I bought the blue jumper in this photo because it reminded me of an outfit I wore in high school in the 1970s, soft cotton corduroy with Captain Kangaroo pockets, a metal zipper in the back, and a short skirt. So when I went to try it on in the store, I was determined it was going to fit me. And it did. After I switched from a Medium to an Extra Large. Now I don’t mind being an XLG per se. Who cares, right? But I’m 5’2”, menopause weight 140, and if I’m an XLG, what is everybody else?

What happened to vanity sizing? I thought clothing manufacturers were manipulating us into buying more by shifting sizes down as we get bigger. I’ve been a size 8 for most of my life, and now that I’m wearing a stylish meno-pot around my middle, I was really looking forward to being a size 4. Please manipulate me!

Last week I went to a parking lot sample sale at the headquarters of a popular sportswear brand. No dressingrooms, no returns. They were selling all the leftovers in their warehouse. I found a very cool pair of jeans for $30 with a big number 28 on them and I was thrilled. My inseam is about 28” and I’m always glad to find pants for short people. The thrill faded fast in my livingroom when I tried them on. Of course, the 28 was referring to the waist, not the inseam. Brain cramp. Did I need to be reminded that my waist is now more of an out-dent than an indent? After I nearly broke a hip pulling them on, they were sort of the opposite of a thong. Let’s call it a hong. They covered my hips but nothing in between.

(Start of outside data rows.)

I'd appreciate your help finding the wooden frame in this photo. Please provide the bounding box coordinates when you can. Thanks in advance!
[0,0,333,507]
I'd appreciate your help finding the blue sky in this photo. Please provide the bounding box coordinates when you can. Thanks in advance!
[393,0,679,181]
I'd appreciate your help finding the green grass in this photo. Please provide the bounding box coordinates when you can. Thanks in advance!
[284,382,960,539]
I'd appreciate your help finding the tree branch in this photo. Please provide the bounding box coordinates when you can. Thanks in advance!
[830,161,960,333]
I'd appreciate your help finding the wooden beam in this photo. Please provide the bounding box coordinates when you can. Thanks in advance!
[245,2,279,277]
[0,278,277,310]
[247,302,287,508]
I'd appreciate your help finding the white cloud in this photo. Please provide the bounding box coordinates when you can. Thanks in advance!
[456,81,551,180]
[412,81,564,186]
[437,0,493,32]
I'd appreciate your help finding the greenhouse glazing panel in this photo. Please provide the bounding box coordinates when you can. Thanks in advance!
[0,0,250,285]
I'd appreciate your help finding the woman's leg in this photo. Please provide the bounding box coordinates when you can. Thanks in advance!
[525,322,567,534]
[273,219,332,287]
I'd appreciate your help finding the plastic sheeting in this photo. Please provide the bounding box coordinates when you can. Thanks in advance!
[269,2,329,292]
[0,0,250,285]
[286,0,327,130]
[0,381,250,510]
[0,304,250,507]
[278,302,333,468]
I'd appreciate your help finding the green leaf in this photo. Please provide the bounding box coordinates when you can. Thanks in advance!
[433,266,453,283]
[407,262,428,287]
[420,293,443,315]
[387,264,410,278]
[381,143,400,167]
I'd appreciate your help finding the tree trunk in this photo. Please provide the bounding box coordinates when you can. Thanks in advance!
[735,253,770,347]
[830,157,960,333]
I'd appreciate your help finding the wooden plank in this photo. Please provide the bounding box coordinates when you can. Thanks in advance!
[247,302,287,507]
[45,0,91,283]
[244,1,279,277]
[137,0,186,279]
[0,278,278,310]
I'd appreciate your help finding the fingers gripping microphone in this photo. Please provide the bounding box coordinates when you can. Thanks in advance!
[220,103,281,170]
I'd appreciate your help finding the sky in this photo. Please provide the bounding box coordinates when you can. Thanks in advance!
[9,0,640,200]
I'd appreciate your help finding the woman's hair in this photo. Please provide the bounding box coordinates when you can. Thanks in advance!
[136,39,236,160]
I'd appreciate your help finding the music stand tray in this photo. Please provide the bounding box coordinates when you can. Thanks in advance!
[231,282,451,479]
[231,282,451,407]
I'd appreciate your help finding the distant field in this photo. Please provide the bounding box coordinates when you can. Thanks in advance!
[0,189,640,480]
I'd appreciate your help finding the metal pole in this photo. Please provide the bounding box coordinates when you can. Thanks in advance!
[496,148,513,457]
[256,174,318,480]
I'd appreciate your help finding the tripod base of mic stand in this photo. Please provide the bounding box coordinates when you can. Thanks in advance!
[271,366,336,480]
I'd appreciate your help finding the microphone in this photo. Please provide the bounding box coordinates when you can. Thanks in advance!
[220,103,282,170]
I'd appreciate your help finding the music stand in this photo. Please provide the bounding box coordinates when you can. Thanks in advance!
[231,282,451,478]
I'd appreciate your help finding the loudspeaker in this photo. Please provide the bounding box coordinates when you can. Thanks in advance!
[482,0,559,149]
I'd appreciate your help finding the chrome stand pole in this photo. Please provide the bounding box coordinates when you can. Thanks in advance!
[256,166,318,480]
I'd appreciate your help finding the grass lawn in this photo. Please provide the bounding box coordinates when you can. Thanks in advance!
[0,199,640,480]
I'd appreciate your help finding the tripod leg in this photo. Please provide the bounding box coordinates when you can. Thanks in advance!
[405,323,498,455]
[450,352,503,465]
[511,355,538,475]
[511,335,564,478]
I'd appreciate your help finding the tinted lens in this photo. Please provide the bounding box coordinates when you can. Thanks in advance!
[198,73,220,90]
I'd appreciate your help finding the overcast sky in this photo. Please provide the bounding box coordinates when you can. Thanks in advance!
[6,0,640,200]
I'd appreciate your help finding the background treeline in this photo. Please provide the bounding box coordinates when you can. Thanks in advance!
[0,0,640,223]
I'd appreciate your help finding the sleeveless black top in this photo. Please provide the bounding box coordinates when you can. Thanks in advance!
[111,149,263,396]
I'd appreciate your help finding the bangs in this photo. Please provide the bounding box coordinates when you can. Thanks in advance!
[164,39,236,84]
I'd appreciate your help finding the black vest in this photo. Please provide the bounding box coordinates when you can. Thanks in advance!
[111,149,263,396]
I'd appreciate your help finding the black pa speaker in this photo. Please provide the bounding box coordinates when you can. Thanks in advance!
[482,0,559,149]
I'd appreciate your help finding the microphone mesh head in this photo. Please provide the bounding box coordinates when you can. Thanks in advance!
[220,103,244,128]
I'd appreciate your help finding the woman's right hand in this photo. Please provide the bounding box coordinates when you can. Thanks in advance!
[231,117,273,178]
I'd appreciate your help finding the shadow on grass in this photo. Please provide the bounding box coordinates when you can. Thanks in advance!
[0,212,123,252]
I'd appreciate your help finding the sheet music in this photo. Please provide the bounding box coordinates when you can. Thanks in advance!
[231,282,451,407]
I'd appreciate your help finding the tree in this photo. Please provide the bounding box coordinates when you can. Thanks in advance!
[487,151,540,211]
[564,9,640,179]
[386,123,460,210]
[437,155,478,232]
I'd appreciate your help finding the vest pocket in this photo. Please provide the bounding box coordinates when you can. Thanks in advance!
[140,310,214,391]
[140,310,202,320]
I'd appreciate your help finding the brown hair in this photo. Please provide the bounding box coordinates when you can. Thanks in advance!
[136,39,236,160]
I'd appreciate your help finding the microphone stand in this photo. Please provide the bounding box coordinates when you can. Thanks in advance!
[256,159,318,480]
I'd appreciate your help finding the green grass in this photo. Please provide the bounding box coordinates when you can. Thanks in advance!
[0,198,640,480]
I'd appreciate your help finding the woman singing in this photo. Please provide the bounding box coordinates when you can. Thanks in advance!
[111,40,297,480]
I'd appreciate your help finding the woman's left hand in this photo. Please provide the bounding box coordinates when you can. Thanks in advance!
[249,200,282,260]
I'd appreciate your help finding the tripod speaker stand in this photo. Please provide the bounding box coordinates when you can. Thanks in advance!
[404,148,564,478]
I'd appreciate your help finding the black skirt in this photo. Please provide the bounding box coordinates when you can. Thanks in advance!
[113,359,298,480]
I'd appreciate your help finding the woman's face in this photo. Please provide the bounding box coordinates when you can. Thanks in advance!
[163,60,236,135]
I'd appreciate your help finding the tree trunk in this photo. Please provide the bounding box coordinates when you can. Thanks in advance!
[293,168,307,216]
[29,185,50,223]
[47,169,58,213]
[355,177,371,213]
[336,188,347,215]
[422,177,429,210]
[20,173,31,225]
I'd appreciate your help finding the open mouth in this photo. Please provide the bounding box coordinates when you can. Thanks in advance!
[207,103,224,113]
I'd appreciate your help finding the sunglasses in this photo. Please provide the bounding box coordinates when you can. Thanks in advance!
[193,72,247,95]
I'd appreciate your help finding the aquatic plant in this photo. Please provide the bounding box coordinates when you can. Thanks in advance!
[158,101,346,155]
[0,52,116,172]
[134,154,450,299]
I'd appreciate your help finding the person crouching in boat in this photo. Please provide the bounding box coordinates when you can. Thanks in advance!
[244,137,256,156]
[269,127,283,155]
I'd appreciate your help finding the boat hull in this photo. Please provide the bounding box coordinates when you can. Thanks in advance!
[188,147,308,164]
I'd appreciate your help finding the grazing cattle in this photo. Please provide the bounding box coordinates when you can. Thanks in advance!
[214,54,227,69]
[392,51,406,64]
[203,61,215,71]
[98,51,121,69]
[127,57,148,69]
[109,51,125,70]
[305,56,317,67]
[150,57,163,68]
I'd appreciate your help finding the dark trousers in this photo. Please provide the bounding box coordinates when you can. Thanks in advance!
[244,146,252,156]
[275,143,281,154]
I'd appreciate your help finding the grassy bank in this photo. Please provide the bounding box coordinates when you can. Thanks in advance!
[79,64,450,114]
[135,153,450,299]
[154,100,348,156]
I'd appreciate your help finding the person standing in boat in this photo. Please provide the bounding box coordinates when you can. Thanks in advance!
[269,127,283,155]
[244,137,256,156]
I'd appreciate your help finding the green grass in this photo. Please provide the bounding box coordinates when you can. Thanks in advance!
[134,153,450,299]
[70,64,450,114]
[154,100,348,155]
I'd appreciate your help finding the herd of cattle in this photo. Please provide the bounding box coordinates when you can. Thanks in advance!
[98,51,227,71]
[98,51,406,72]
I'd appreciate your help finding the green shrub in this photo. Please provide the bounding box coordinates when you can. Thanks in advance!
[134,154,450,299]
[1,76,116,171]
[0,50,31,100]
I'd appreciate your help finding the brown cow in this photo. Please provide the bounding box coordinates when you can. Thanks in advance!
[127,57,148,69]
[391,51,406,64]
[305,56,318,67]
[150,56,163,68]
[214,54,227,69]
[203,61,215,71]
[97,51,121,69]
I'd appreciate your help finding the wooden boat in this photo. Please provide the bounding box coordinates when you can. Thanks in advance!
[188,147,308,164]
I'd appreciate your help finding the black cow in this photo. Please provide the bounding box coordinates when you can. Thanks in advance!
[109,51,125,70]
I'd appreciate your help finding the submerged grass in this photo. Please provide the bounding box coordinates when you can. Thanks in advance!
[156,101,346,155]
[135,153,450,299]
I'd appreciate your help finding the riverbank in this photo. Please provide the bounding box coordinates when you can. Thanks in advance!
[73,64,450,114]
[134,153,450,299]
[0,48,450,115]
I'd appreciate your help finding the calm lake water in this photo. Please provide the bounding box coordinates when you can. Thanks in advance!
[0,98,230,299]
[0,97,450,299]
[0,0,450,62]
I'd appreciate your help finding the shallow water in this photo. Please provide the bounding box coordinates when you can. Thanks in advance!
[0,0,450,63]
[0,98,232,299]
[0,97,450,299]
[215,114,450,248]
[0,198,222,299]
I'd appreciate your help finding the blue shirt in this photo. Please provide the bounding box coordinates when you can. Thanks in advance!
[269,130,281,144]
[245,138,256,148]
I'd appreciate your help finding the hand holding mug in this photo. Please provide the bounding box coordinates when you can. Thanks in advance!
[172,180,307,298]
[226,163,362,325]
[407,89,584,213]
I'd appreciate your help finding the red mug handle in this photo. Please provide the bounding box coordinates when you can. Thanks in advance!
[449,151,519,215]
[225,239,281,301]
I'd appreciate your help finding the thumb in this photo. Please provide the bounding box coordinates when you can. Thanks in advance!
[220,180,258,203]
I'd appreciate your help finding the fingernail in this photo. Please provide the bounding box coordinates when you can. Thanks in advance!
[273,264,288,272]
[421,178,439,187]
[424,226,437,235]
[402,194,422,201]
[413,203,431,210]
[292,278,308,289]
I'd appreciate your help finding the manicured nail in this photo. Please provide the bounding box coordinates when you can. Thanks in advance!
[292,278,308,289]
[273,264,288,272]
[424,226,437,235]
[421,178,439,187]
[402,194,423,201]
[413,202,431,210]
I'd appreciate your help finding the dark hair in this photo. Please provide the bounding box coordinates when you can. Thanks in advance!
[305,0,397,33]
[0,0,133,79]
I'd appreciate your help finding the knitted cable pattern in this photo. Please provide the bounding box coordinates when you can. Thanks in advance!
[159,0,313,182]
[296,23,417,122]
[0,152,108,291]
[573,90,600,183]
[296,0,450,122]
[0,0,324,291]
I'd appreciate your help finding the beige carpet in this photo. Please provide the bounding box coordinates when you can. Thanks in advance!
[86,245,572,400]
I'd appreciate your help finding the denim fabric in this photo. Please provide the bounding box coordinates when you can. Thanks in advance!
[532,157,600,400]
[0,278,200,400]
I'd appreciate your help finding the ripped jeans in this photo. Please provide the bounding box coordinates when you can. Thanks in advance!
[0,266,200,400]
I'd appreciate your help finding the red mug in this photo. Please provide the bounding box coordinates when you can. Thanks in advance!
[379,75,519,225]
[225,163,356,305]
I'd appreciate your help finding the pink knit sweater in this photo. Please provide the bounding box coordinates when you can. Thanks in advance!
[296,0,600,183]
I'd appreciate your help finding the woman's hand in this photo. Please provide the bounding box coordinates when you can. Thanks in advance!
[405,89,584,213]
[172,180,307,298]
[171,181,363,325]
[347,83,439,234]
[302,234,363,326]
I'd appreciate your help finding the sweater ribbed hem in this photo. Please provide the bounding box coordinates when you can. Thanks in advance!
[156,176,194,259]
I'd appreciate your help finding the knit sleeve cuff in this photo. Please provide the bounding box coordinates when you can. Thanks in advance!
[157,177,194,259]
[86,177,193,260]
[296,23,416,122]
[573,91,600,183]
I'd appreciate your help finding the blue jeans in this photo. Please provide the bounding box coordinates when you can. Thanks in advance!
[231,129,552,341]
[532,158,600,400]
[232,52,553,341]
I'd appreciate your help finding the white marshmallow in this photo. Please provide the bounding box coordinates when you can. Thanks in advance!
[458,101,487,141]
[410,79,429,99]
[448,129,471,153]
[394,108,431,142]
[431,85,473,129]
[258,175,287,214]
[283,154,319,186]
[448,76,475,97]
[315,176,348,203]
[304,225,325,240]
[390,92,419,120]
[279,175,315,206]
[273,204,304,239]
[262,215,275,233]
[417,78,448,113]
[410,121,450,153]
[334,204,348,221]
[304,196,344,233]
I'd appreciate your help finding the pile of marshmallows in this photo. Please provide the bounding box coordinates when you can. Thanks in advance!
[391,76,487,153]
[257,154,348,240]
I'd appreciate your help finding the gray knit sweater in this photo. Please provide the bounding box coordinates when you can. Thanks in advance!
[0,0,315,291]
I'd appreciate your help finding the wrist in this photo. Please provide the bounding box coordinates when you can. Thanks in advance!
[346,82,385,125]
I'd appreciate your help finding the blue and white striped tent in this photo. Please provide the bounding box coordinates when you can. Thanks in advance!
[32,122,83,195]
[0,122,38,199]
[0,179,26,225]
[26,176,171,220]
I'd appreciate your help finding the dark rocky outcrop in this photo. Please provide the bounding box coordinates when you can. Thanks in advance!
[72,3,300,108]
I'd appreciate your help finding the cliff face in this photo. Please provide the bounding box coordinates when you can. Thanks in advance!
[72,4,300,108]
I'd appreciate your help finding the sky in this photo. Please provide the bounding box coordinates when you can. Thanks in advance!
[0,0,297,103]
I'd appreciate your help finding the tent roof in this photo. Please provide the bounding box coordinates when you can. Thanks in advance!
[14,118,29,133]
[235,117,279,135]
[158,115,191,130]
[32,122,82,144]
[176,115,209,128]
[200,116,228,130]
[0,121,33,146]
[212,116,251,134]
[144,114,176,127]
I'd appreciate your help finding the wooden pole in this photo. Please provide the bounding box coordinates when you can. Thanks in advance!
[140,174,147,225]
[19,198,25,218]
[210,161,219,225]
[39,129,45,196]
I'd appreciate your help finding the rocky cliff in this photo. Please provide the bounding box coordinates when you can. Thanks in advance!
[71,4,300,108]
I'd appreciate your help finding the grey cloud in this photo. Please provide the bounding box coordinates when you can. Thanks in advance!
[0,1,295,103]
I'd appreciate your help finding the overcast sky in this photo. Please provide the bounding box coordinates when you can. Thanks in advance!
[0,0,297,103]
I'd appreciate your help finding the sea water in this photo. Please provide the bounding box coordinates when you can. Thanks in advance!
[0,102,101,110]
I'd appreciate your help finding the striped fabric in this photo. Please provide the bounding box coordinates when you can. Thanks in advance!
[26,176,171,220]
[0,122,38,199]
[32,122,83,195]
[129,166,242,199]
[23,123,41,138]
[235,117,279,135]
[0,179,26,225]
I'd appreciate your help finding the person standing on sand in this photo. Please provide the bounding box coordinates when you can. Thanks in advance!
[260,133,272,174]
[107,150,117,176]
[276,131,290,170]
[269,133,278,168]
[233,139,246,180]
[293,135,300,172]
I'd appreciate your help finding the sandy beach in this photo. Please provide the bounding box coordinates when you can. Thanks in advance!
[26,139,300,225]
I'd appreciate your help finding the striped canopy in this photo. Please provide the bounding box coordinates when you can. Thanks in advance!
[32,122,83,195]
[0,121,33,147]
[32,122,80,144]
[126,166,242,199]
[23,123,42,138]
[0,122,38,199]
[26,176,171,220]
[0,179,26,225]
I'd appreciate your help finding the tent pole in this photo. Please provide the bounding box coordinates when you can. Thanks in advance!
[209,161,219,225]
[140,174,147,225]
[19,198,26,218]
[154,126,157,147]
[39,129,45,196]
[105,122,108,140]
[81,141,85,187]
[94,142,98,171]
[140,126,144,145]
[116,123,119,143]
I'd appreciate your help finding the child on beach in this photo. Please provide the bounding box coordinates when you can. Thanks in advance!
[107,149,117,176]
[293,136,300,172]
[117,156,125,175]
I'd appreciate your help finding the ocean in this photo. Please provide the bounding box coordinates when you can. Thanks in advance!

Clothes sizes feel like an implied criticism. But nothing is more humiliating than standing half naked in front of a dressingroom mirror, on icky carpeting, under fluorescent lights designed to show every flaw and blemish. Sometimes I get so hijacked by my blackhead safari, that my ego is too deflated to shop. I need to save my money for cosmetic surgery. Really, if they want us to buy their stuff, how about a dressingroom with twilight, a mirror that’s slightly out of focus, and a robotic voice that murmurs, You look so much thinner than last time I saw you.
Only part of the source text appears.